L'interrogativo dominante, quindi, il
binario lungo il quale dovrebbe snodarsi tutta la storia è quello
efficacemtne sintetizzato in quel "se fosse possibile cambiare la
storia, tu lo faresti?" che dalla quarta di copertina dice "comprami" al
lettore. In realtà, il romanzo è molto di più: un gigantesco affresco
dell'America degli anni Cinquanta, anzitutto, in special modo della vita
della provincia, nella quale i germi della rivoluzione del decennio
successivo sono ancora soffocati da rigurgiti del Maccartismo e dai
dettami di un moralismo che, per quanto sempre più di facciata, resta
ancora la legge che domina, in quella società. A mano a mano che Jack si
cala in questo nuovo ambiente, riscoprendo se stesso e ritrovando la
gioia di vivere nell'insegnamento, negli affetti, nell'amore, è come se
la storia si sdoppiasse, ramificandosi in tanti rivoli, con la Missione
tutta maiuscola che a mano a mano si avvicina, e molte altre, meno
importanti sul piano della Storia ma altrettanto determinanti nella vita
dei singoli personaggi, che si succedono una via l'altra, assicurando
quella tensione narrativa che, in un romanzo così lungo, potrebbe
facilmente venir meno.
Alla fine, gli unici a restare
insoddisfatti sono quelli che si aspettavano una storia sull'assassino
di Kennedy che, invece, risulta essere l'argomento più sbiadito, forse
anche più noioso dell'intera impalcatura. Nella post fazione, l'autore
sostiene di aver speso anni nella lettura di decine di libri sul tema- e
non c'è ragione di non credergli. Ma, di fatto, alll'interno del
romanzo la vicenda perde ogni profondità e si riduce ad essere un mero
espediente per l'avvio e lo sviluppo dell'intera storia. Peccato? anche
no, mi verrebbe da rispondere: perchè l'intento del libro non era
un'indagine, nè una denuncia e male han fatto, a mio parere, i critici
che si sono soffermati solo sulle aspettative del titolo.
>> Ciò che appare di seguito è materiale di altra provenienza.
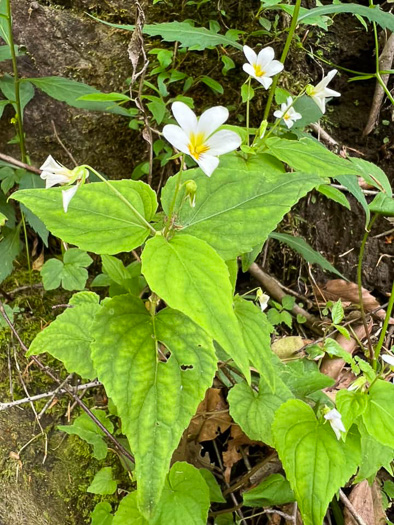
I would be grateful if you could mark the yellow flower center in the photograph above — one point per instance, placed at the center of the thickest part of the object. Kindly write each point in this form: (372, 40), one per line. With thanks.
(258, 71)
(197, 145)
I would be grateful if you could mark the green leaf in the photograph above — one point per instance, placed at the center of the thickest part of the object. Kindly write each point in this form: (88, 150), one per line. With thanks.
(315, 462)
(155, 398)
(274, 490)
(185, 497)
(374, 456)
(197, 38)
(256, 333)
(86, 429)
(241, 204)
(334, 194)
(70, 91)
(71, 273)
(383, 205)
(101, 514)
(191, 277)
(213, 84)
(68, 338)
(379, 413)
(128, 512)
(103, 482)
(351, 405)
(302, 247)
(255, 411)
(373, 175)
(97, 220)
(215, 494)
(10, 248)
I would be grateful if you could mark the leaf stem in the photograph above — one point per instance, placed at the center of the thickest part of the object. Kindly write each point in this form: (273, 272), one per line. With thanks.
(122, 198)
(283, 57)
(360, 284)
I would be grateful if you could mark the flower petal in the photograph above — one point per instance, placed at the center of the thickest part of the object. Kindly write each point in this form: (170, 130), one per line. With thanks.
(208, 164)
(250, 55)
(273, 68)
(211, 120)
(185, 117)
(223, 142)
(176, 137)
(265, 56)
(68, 195)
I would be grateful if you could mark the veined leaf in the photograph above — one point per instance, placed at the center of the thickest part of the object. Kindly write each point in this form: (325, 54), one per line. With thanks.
(315, 462)
(96, 220)
(68, 338)
(198, 38)
(70, 91)
(302, 247)
(191, 277)
(241, 204)
(155, 398)
(378, 416)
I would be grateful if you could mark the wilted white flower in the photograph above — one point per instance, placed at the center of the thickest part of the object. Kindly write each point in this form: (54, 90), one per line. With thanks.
(335, 420)
(196, 136)
(320, 92)
(389, 359)
(262, 66)
(288, 113)
(54, 173)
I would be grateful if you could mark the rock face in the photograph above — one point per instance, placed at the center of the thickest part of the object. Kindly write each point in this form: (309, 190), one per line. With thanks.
(62, 40)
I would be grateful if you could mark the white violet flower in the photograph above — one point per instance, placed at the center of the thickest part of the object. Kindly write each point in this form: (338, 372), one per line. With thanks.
(262, 66)
(196, 136)
(54, 173)
(389, 359)
(320, 92)
(288, 113)
(335, 420)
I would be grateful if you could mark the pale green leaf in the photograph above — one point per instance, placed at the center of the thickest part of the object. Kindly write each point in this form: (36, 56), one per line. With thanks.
(10, 248)
(101, 514)
(255, 411)
(70, 91)
(379, 413)
(241, 204)
(103, 482)
(68, 338)
(191, 277)
(85, 428)
(96, 220)
(155, 398)
(274, 490)
(317, 465)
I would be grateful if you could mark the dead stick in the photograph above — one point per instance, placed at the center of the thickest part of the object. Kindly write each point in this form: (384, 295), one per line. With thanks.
(273, 288)
(68, 389)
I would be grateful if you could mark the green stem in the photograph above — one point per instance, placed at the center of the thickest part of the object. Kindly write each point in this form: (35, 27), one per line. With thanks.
(360, 284)
(19, 114)
(283, 57)
(385, 325)
(123, 199)
(174, 197)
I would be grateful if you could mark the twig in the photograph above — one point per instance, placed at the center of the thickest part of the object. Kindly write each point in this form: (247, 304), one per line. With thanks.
(58, 392)
(274, 290)
(19, 163)
(67, 389)
(358, 519)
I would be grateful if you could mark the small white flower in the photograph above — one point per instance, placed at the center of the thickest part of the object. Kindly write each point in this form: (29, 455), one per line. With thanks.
(389, 359)
(196, 136)
(262, 66)
(287, 113)
(320, 92)
(54, 173)
(335, 420)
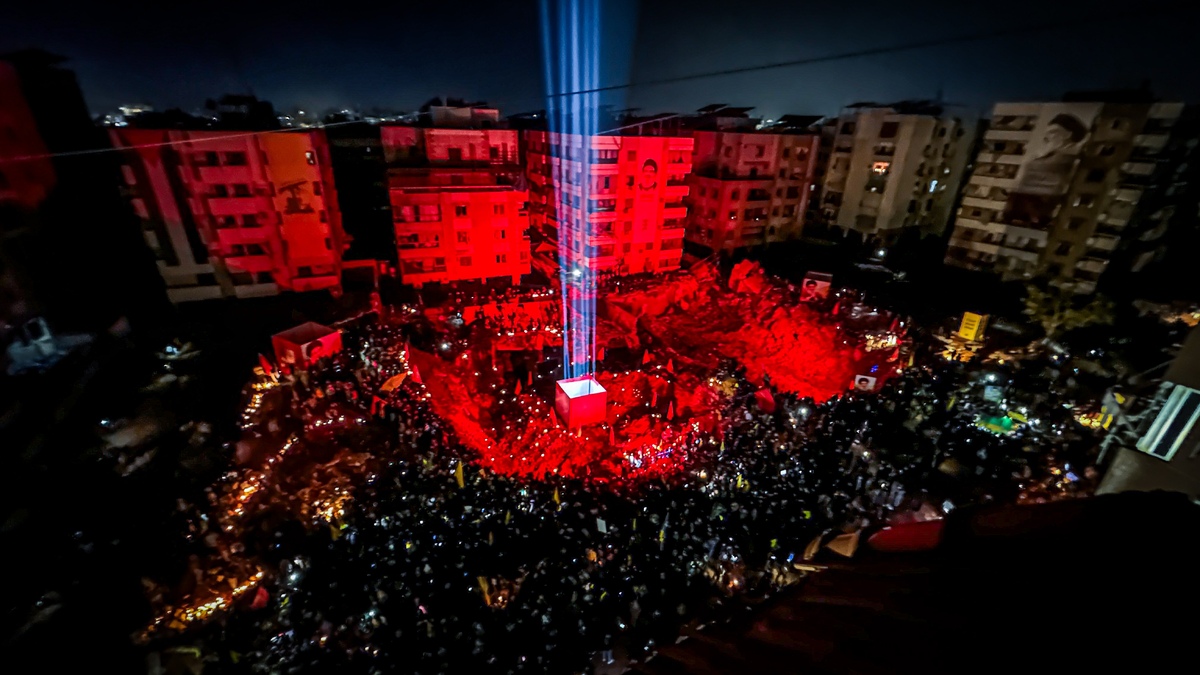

22/11/1963, infatti, è mlto di più di
un'analisi di quello che accadde quel giorno: è un romanzo avvincente,
calibrato, ben scritto, le cui pagine ora inteneriscono, ora
atterriscono, ora commuovono, ora mozzano il fiato. Più che
dell'assassinio di Kennedy, la data del romanzo segna il ritorno di King
a quella scrittura a cui ci aveva disabituato, nelle sue ultime prove,
mitigata da una voglia di tenerezza che è il vero leit motif del
racconto, dalla prima all'ultima pagina.